Transexual barrada em boate por usar roupa feminina será indenizada
19 de maio de 2025, 17h46
As pessoas transexuais têm o direito de receber tratamento em conformidade com a sua identidade social. Com essa fundamentação, a 27ª Câmara de Direito Privado do Tribunal de Justiça de São Paulo confirmou a condenação por dano moral de uma casa noturna que barrou o acesso de uma mulher transgênero porque ela vestia roupas femininas. O colegiado ainda elevou o valor da indenização a ser paga pela boate.

Argumentos da boate não foram capazes de convencer os magistrados
Reiterando que foi impedida de entrar na casa noturna por causa de sua orientação sexual, sendo humilhada publicamente, a autora da ação pediu a majoração da verba indenizatória para R$ 20 mil.
A juíza Daniela Almeida Prado Ninno, da 2ª Vara do Foro de Barra Bonita (SP), havia condenado a boate a pagar R$ 4 mil à autora.
A casa noturna, por sua vez, negou qualquer discriminação em relação à orientação sexual da demandante e postulou a reforma integral da sentença.
Em suas razões recursais, o estabelecimento alegou que há normas para o uso de trajes no recinto e que a autora não estava de acordo com tais regras, pois usava “bustiê e minissaia curtíssima”. A boate afirma ter oferecido uma blusa e um shorts, mas ela os recusou.

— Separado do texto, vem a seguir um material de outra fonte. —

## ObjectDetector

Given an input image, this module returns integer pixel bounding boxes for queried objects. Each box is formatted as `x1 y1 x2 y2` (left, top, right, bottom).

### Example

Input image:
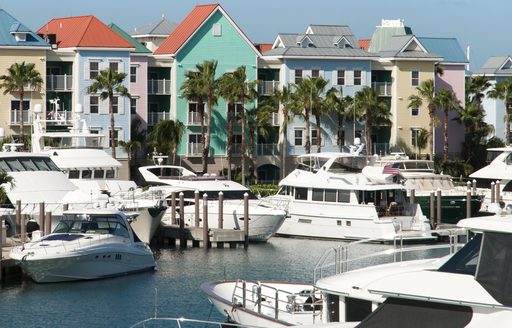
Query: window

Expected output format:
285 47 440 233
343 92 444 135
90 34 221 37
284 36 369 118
112 97 119 114
130 98 137 114
108 62 119 72
338 69 345 85
293 129 304 146
295 69 302 84
130 66 137 83
89 62 100 80
89 96 100 114
411 70 420 87
354 70 361 85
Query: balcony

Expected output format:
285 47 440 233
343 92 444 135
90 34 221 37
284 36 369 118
188 143 203 156
258 81 279 96
46 75 73 91
148 79 171 95
148 112 171 126
187 112 206 125
9 109 32 125
372 82 391 97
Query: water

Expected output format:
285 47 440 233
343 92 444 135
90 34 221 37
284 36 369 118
0 237 430 327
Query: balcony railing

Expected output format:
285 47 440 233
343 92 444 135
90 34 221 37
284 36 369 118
148 112 171 126
9 109 32 125
256 144 279 156
258 81 279 96
46 75 73 91
148 79 171 95
188 143 203 156
188 112 206 125
372 82 391 97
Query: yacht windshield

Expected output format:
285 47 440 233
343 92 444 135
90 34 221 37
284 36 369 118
53 214 130 238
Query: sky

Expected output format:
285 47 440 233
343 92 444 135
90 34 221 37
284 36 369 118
0 0 512 71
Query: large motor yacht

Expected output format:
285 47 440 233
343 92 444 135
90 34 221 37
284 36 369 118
268 151 433 241
139 162 286 242
10 210 156 283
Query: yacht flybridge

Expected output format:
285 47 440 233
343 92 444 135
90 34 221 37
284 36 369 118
268 152 433 241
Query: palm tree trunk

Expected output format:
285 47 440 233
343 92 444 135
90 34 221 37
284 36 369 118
108 93 116 158
443 110 448 162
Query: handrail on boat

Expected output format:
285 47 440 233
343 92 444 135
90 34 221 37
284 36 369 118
313 228 468 284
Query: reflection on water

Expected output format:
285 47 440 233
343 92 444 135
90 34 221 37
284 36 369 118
0 238 446 327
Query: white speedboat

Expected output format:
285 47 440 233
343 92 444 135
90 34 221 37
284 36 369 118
139 161 286 242
32 113 167 243
373 153 484 224
267 151 433 241
10 210 156 283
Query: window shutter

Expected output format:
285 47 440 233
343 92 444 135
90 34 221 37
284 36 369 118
83 95 91 114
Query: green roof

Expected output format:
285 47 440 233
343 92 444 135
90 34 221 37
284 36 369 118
108 23 151 54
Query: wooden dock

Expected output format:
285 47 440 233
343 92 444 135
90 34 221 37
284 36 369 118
152 224 247 248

Segundo o relator das apelações, desembargador Luís Roberto Reuter Torro, ainda que se alegue existir uma “etiqueta de vestimenta” para o local, tal afirmação feita pela empresa ré apenas reforça a versão da autora de que o seu ingresso foi impedido por trajar roupas femininas. Para o julgador, a requerente foi exposta a uma situação vexatória e manifestamente atentatória à sua dignidade.

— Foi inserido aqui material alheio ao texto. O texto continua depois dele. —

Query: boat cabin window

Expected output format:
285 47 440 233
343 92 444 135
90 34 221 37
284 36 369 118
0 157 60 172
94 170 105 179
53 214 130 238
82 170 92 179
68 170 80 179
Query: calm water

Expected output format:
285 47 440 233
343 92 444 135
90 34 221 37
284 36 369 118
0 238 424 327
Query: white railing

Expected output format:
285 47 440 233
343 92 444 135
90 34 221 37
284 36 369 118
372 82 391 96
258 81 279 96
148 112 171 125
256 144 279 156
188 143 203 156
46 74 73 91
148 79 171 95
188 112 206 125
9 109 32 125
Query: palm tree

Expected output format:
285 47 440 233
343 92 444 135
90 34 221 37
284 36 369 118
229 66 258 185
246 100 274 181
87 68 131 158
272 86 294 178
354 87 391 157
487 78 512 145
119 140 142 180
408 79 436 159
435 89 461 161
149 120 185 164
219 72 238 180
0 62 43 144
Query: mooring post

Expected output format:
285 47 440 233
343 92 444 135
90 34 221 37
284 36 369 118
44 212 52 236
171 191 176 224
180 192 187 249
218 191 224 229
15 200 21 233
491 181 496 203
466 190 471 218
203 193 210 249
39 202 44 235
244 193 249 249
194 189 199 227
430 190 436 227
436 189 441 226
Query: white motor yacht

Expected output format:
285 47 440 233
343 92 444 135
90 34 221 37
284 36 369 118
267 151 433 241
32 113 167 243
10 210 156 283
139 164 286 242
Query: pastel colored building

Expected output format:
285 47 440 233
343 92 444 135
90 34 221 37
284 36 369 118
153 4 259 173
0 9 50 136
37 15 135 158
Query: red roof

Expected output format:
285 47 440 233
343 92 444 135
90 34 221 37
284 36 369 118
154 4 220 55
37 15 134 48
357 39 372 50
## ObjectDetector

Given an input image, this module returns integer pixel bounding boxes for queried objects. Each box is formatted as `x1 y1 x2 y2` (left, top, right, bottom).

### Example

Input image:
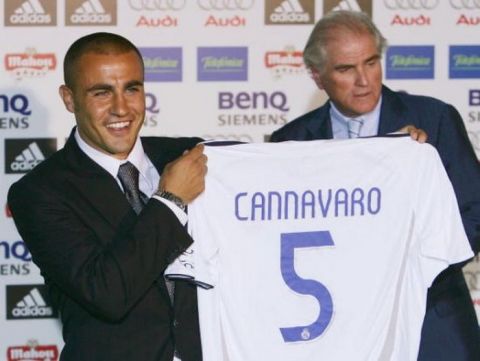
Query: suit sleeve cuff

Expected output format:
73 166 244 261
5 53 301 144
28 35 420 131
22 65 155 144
153 195 188 225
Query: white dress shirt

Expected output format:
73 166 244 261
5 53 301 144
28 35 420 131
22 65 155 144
74 129 187 225
330 98 382 139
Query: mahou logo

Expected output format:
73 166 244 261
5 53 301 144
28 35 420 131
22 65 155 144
65 0 117 26
265 46 306 78
7 340 58 361
4 48 57 79
4 0 57 26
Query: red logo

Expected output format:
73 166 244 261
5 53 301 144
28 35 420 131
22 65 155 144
5 49 57 78
5 203 12 218
265 47 305 77
7 340 58 361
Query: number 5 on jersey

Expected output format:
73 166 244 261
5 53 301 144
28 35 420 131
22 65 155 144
280 231 334 342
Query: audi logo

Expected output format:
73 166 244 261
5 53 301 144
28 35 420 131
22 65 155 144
128 0 186 11
198 0 255 10
450 0 480 9
383 0 439 10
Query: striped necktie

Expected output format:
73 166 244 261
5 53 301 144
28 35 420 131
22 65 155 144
118 162 148 214
348 118 363 138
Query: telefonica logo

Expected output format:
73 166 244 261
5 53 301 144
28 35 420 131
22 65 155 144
385 45 435 79
449 45 480 79
197 47 248 81
65 0 117 26
4 0 57 26
139 47 182 81
265 0 315 25
197 0 255 10
383 0 440 10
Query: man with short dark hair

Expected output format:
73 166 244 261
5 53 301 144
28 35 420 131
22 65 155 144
271 11 480 361
8 33 206 361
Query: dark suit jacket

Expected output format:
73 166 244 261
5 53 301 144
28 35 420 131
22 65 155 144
271 86 480 361
8 133 201 361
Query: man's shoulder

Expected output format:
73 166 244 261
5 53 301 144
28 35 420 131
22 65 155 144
270 104 328 142
383 87 448 107
141 137 203 166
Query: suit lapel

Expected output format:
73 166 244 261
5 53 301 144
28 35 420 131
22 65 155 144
64 132 131 226
306 102 333 139
378 86 408 135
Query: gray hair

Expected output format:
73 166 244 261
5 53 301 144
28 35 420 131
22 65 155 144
303 10 387 72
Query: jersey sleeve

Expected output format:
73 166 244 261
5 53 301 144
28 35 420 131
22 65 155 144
412 144 474 286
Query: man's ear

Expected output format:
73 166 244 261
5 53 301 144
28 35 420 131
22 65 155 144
309 67 324 89
58 85 75 113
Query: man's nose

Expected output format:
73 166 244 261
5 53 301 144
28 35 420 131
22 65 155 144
112 94 128 117
355 67 368 86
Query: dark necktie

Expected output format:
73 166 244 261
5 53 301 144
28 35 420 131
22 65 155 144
118 162 148 214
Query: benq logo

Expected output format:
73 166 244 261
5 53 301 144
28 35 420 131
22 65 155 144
218 91 290 112
468 89 480 107
0 241 32 262
6 285 58 320
5 138 57 174
0 94 32 115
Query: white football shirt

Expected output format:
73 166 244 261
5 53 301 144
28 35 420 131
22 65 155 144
189 137 473 361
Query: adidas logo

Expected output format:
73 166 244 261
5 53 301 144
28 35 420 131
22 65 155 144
270 0 310 23
10 0 52 24
10 142 45 172
70 0 112 24
332 0 362 11
12 287 53 317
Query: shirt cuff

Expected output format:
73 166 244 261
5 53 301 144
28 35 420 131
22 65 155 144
153 195 188 226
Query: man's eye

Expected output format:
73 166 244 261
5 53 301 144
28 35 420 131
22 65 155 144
93 90 108 97
127 86 140 93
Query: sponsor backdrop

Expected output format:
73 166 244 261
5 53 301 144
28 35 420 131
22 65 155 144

“Constata-se que o caso em análise enfrenta com seriedade a delicada questão da discriminação contra pessoas cuja identidade de gênero diverge do sexo biológico”, avaliou Torro.
Segundo o magistrado, a situação extrapolou o limite do aborrecimento cotidiano, configurou-se como indubitável preconceito e causou à vítima danos morais puros, ou seja, aqueles decorrentes da própria situação vivenciada.
Por essa razão, o relator negou provimento ao recurso da boate, porque a “sentença analisou corretamente todas as questões discutidas nos autos, mediante criteriosa avaliação dos fatos e das provas”, e deu parcial provimento à apelação da autora, aumentando a indenização para R$ 10 mil.
A ré também deverá arcar com as custas processuais e os honorários sucumbenciais, fixados em 15% sobre o valor da condenação.
De acordo com Torro, o valor de R$ 10 mil guarda em si a devida proporção entre a lesão e a respectiva reparação, leva em conta a condição econômica das partes e atende aos critérios da razoabilidade e da proporcionalidade.
Além disso, é apto para compensar os dissabores sofridos pela autora e atingir a finalidade punitiva e a função educativa de tal reparação. Os desembargadores Rogério Murillo Pereira Cimino e Dario Gayoso seguiram o relator.
Ingresso condicionado
O episódio ocorreu na madrugada de 5 de março de 2017. Acompanhada de algumas amigas, a autora disse que foi proibida de entrar por estar vestida como mulher.
Um empregado da boate afirmou que ela é homem e, para ingressar no local, deveria estar com trajes masculinos, a menos que exibisse documento provando ser do sexo feminino.
“Proibir que transexual ingresse em determinado local porque as suas roupas não coincidem com o seu sexo biológico viola a livre escolha de gênero, caracteriza preconceito, causa dano moral e gera o dever de indenizar”, sentenciou Daniela Ninno.
Conforme a juíza, a prova testemunhal foi uníssona no sentido de que outras mulheres se vestiam como a autora e não foram barradas, acentuando a discriminação denunciada.